Feedback requested on new Logging specification

Re: Feedback requested on new Logging specification

by Martín Langhoff -
Number of replies: 4
Performance performance performance! smile

Jokes aside, there is one thing that I don't see discussed there, and I think is quite central: differentiated handling of old logs vs recent logs (vs very old logs?).

We want to write them out fast and low-overhead. Whatever this storage is, it won't be query-able, or will have restrictions.

So at least we should say: our read/query log API is not guaranteed to see the very latest entries. In fact, you probably can't see the last 5m of activity - deal with it.

Anything that wants to see the very latest entries needs perhaps a different approach. Perhaps the logging layer has some pre-cooked hardcodes bits that are tailored to run fast (keep a list of recently seen usernames, keep a tally of pages loaded in the last N minutes), or modules could register a callback.

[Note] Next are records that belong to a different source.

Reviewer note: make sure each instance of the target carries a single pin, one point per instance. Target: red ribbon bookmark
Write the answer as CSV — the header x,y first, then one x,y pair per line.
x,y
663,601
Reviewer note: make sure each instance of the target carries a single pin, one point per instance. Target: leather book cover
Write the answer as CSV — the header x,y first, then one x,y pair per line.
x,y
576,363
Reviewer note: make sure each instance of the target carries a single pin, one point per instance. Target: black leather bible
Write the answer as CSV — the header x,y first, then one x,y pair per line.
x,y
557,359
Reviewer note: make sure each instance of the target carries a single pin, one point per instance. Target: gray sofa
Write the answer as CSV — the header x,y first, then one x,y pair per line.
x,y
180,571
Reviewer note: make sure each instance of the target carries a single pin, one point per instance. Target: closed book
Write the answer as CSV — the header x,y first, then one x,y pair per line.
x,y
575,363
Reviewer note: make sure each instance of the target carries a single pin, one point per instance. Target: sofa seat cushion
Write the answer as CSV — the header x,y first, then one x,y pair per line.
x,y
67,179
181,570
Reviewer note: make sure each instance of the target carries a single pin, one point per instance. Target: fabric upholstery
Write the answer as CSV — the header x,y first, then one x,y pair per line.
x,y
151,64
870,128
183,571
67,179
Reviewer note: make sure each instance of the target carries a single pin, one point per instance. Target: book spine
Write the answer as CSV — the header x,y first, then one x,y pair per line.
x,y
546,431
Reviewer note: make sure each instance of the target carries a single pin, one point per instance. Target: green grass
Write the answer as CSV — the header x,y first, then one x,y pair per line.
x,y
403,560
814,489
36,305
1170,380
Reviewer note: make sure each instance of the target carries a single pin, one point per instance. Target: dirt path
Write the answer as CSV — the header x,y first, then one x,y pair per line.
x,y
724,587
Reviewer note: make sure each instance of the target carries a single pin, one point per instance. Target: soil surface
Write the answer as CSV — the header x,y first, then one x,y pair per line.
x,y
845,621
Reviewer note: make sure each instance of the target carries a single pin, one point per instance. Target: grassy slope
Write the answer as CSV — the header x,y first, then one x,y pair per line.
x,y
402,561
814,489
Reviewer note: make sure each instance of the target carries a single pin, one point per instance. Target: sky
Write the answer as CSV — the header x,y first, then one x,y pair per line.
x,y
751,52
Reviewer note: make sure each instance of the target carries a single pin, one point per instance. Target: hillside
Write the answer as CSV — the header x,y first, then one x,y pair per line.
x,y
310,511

Either way, these are hot paths. A bit of, ahem, not entirely thought through code here can throw the handbrake on. Big time.
In reply to Martín Langhoff

Re: Feedback requested on new Logging specification

by Martín Langhoff -
To add an example or two.

From a scalability perspective, mdl_log is a big bottleneck. Ot makes sense to log somewhere else, somewhere where we don't have to contend for a lock, no need to maintain indexes, etc.

Options include logging to a file, logging to in-memory tables (all our RDBMSs have some support), splitting the logging into several files or tables (to reduce contention), etc.

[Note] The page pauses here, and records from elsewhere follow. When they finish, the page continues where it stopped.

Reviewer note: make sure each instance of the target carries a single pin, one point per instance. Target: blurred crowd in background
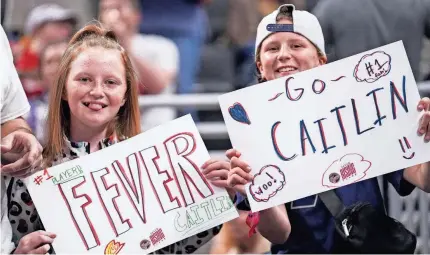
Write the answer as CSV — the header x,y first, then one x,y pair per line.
x,y
199,46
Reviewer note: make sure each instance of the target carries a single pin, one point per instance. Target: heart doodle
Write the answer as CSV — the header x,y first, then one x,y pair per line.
x,y
239,114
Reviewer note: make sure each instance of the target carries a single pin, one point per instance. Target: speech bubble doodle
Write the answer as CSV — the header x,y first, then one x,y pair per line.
x,y
113,247
238,113
373,66
267,183
408,146
346,170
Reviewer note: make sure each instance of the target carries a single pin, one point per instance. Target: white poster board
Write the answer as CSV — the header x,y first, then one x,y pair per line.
x,y
327,127
137,196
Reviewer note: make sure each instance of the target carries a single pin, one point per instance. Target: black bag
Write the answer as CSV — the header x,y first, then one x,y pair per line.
x,y
363,229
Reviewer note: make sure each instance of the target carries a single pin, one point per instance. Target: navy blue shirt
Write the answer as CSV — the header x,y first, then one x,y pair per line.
x,y
173,18
312,225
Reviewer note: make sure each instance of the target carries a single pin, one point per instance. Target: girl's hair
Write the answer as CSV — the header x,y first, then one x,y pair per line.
x,y
281,16
127,121
43,51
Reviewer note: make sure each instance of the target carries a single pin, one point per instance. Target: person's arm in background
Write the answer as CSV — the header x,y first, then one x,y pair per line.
x,y
152,79
323,12
419,175
19,147
160,72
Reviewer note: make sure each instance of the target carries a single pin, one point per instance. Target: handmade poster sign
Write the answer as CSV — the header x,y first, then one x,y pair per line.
x,y
327,127
134,197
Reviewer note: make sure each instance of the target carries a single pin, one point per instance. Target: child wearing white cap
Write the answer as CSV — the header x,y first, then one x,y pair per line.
x,y
291,41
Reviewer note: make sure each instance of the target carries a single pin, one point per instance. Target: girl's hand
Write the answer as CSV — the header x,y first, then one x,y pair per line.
x,y
216,171
424,127
239,172
35,243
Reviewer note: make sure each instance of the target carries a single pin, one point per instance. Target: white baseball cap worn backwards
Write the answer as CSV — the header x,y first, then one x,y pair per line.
x,y
304,23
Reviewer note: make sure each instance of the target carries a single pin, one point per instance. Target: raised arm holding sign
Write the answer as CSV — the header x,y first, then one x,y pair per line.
x,y
105,188
335,126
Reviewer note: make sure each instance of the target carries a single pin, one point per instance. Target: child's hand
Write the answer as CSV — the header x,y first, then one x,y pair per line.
x,y
35,243
239,172
424,126
216,171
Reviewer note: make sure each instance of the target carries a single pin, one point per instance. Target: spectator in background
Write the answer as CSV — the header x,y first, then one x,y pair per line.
x,y
243,18
155,58
50,58
368,24
45,24
185,23
21,154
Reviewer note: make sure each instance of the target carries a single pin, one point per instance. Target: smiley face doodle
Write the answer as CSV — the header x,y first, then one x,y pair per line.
x,y
408,146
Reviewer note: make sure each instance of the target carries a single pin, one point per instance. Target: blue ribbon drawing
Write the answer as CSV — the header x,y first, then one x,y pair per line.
x,y
239,114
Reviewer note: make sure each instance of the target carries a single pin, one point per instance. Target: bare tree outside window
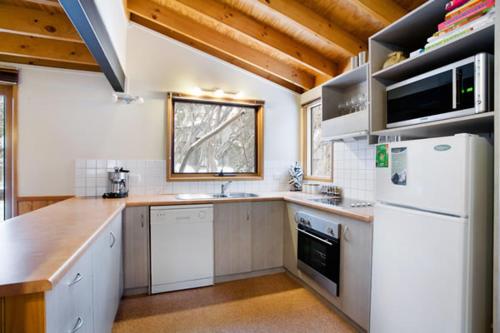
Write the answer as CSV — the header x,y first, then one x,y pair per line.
x,y
208,137
316,154
321,152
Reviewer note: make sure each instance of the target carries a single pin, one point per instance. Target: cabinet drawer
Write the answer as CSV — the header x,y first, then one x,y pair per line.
x,y
69,304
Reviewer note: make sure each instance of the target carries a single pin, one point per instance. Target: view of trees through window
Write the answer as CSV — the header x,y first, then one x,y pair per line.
x,y
209,137
320,163
2,156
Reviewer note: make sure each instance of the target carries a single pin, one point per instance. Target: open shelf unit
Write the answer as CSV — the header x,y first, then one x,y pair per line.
x,y
338,126
409,34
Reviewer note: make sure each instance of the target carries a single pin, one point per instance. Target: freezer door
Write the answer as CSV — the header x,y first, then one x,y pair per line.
x,y
418,275
430,174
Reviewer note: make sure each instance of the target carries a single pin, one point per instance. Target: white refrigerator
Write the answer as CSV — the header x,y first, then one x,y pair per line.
x,y
432,236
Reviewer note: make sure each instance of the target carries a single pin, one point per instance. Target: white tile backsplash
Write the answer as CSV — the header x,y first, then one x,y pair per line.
x,y
354,169
149,177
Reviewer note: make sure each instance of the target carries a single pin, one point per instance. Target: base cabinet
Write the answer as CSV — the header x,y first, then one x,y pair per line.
x,y
355,263
267,234
136,250
69,303
106,266
232,238
248,237
86,299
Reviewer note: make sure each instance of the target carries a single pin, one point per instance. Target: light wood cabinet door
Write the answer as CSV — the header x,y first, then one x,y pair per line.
x,y
267,234
136,248
355,272
106,267
232,238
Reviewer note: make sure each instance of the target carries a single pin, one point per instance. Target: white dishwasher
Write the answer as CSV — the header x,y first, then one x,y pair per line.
x,y
182,247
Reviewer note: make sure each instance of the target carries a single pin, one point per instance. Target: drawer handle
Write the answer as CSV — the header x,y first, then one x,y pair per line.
x,y
78,325
78,278
347,233
113,239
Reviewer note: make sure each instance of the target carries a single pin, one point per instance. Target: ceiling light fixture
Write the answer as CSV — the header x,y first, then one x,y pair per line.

All of these options are supplemented by a cronjob or daemon that feeds the data to a database table (where it gets all the benefits of indexes, etc) in a way that is more DB-friendly.

The data in that short-term pool isn't easily query-able. If we put demands on it being readable, then we paint ourselves into a corner...
In reply to Martín Langhoff

Re: Feedback requested on new Logging specification

by Petr Skoda -
Picture of Core developers Picture of Documentation writers Picture of Peer reviewers Picture of Plugin developers
Hello!

I agree with what you say. The API we are proposing should be suitable for any mechanism of log storage because the reading and writing can be fully independent. Nothing with the exception of reports should be reading the data from log storages, that should imho help when dealing with any delay between writing and reading.
In reply to Petr Skoda

Re: Feedback requested on new Logging specification

by Martín Langhoff -

Nothing with the exception of reports should be reading the data from log storages

Well, that's the easy case. But we have two cases I know off the top of my head that make this a bit more interesting.

  • "Live logs", which is only useful if it can read the recent logs, so it will need some form of API, or get axed. And I do think it is useful.
  • Recent activity block. Also useful, can perhaps cope with a short delay.
In reply to Martín Langhoff

Re: Feedback requested on new Logging specification

by john saylor -

hi

i echo the concern with performance.

also, maybe i just missed it, but i'm wondering about how the existing logging system will co-exist with the new one. i did see the note about doubling the hits on the db if both are enabled, but nothing about how the code and admin interfaces will be set up. and maybe that will happen a bit later ...